Examples of monopoly
The following are examples of monopoly:
- Facebook's growing monopoly The company behind the social network, which has been buying other popular application companies for smart cell phones, such as Instagram, Whatsapp, FriendFeed, Ascenta and Oculus VR, moving towards becoming a digital social network trust.
- Airport rates in Spain Imposed on airlines by the public company AENA, they allow the monopolistic operation of the company, since it manages all of the Spanish airports and heliports.
- Venezuelan oil extraction For decades it operated in this nation under the figure of the monopoly of the state company, Petróleos de Venezuela (PDVSA), nationalized in the 1970s, removing the transnational companies in the sector from the market.
Monopoly and oligopoly

In strict terms, An oligopoly is a form of monopoly in which few companies have control of the market or an important influence on him.
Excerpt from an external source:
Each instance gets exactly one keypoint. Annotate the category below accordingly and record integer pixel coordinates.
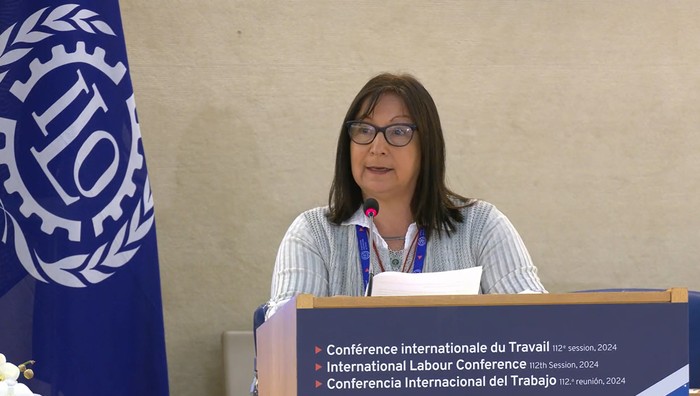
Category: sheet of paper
(456, 282)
They are usually 4 or 5 firms that can agree to prevent the entry of new competitors, at the same time that they compete with each other in a market in which they are mutually influential.
References
- “Monopoly” on Wikipedia.
- “Monopoly” in Economipedia.
- “Monopoly” (video) in Educatina.
- “Market structures: monopolies” in Policonomics.
- “Monopoly” in Economics Online.
- “Monopoly and competition” in The Encyclopaedia Britannica.